The classical way to decrease the error arising from trapezoidal rule (which is what cumtrapz is) is to decrease the step size, thus increase the number of points.
There are other methods you can use. Surely you can find at least one Simpson's rule tool on the file exchange. It will be more accurate, BUT you need to respect that no numerical integration method will be perfectly accurate in something like this! If you have not a clue as to what Simpson's rule is, then you really do need to go back and read your class notes from some long forgotten class.)

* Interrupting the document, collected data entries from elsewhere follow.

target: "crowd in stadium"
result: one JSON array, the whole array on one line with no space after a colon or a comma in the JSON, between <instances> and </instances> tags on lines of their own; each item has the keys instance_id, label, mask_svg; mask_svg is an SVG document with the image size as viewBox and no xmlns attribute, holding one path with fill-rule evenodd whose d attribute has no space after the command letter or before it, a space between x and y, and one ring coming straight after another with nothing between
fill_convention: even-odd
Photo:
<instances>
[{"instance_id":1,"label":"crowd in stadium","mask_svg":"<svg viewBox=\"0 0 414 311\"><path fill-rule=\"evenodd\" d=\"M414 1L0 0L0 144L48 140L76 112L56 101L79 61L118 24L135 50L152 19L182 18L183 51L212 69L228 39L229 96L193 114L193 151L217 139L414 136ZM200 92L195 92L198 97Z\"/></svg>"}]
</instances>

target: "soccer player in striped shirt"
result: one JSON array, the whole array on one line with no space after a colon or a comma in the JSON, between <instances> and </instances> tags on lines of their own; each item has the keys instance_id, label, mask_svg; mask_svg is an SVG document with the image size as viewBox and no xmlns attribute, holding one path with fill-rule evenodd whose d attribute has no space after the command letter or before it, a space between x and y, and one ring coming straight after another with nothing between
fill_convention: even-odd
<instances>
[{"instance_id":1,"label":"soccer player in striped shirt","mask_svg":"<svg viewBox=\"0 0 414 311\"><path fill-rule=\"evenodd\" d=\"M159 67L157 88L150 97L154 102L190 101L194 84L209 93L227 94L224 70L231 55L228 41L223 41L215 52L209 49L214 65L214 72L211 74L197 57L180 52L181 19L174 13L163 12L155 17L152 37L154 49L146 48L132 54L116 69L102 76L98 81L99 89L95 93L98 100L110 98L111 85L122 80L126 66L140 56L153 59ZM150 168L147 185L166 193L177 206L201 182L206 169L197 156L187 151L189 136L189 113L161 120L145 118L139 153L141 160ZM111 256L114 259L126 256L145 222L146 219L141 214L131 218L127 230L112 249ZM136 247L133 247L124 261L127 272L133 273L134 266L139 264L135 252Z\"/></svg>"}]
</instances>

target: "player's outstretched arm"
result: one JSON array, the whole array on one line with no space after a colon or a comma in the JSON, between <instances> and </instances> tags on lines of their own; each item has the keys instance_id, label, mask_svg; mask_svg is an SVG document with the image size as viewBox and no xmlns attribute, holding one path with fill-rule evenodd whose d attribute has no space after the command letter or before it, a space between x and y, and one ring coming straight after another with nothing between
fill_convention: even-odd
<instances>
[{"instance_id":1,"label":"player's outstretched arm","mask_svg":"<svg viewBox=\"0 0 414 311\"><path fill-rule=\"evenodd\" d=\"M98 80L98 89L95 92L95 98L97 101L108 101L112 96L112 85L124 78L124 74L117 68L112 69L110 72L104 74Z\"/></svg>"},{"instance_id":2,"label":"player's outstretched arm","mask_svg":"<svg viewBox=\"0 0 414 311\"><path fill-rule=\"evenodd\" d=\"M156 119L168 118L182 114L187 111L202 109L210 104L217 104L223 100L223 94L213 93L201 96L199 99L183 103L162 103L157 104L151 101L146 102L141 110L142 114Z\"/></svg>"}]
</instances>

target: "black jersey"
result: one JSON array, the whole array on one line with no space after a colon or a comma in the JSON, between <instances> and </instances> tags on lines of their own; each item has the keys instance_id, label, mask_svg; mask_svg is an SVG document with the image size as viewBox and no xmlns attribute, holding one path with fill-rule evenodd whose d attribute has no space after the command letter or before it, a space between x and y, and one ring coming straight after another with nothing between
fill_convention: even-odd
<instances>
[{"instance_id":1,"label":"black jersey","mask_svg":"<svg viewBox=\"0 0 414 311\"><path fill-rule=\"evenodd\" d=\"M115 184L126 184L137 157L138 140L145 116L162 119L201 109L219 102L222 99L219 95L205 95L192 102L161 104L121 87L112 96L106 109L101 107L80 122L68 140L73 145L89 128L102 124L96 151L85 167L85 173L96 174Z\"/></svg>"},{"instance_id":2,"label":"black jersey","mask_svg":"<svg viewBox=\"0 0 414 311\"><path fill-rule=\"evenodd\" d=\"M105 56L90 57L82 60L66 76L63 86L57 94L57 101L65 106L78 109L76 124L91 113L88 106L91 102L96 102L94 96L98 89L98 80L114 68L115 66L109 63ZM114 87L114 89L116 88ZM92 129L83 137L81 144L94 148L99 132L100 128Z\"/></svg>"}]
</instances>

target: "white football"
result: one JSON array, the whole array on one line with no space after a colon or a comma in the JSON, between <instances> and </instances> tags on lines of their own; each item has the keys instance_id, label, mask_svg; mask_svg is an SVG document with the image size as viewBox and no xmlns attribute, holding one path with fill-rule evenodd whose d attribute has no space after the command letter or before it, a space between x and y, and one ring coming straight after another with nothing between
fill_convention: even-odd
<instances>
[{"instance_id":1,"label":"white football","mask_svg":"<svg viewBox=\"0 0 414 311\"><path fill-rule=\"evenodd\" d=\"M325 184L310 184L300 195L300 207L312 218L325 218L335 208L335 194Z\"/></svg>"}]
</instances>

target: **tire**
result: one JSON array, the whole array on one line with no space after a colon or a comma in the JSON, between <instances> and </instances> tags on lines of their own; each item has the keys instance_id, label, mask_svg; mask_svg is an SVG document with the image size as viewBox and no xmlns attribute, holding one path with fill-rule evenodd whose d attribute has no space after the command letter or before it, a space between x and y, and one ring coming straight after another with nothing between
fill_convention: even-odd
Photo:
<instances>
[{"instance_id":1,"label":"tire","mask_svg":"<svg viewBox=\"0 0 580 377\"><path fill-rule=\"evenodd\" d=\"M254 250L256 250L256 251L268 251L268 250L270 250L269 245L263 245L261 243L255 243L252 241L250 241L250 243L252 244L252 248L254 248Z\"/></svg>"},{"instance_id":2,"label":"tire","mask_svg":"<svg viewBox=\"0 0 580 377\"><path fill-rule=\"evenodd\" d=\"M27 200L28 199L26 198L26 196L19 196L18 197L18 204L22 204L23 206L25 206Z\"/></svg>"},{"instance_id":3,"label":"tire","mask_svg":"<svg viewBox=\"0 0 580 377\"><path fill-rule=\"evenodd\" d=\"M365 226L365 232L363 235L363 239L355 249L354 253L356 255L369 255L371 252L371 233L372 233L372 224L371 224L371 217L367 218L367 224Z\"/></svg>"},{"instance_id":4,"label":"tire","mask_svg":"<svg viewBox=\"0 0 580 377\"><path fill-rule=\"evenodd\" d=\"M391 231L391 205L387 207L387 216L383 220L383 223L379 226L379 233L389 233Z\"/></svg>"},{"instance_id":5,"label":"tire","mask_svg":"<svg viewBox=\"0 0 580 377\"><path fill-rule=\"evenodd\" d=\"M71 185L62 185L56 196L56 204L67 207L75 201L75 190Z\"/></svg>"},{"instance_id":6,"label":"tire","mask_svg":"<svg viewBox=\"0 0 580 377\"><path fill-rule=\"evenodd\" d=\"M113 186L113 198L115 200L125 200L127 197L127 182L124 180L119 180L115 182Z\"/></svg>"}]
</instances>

Or, you can use a higher order Newton-Cotes rule, but beware of too high an order, as I would bet that they too can introduce interesting artifacts. As well, higher order Newton-Cotes rules have an issue at the end point, since your data may not have the correct number of points to make up a complete panel. Even Simpson's rule suffers from this flaw, since it really wants an odd number of points to work correctly.
Other methods are things like fitting your curve with a spline, then integrating the spline. fnint will do the integration. (It is in the curve fitting toolbox, so you would need that. But there are simple enough ways to integrate a spline.)
I would suggest the simplest thing is a spline integral, then integrating the spline. But depending upon the shape of your integration kernel, a pchip integral may often be a better idea. At the same time, a pchip interpolant will be a lower order approximation, so it too will sometimes be problematic.
Sorry, but it seems to me you are trying to solve a problem without understanding the methods you are using. Would you recommend that someone play around with a table saw, who has never seen one, and has no idea how they work or what to do?
If this is a problem from a class, where you were told to use cumtrapz, then I would hope there would be discussion afterwards about the error that you see, and the source of that error.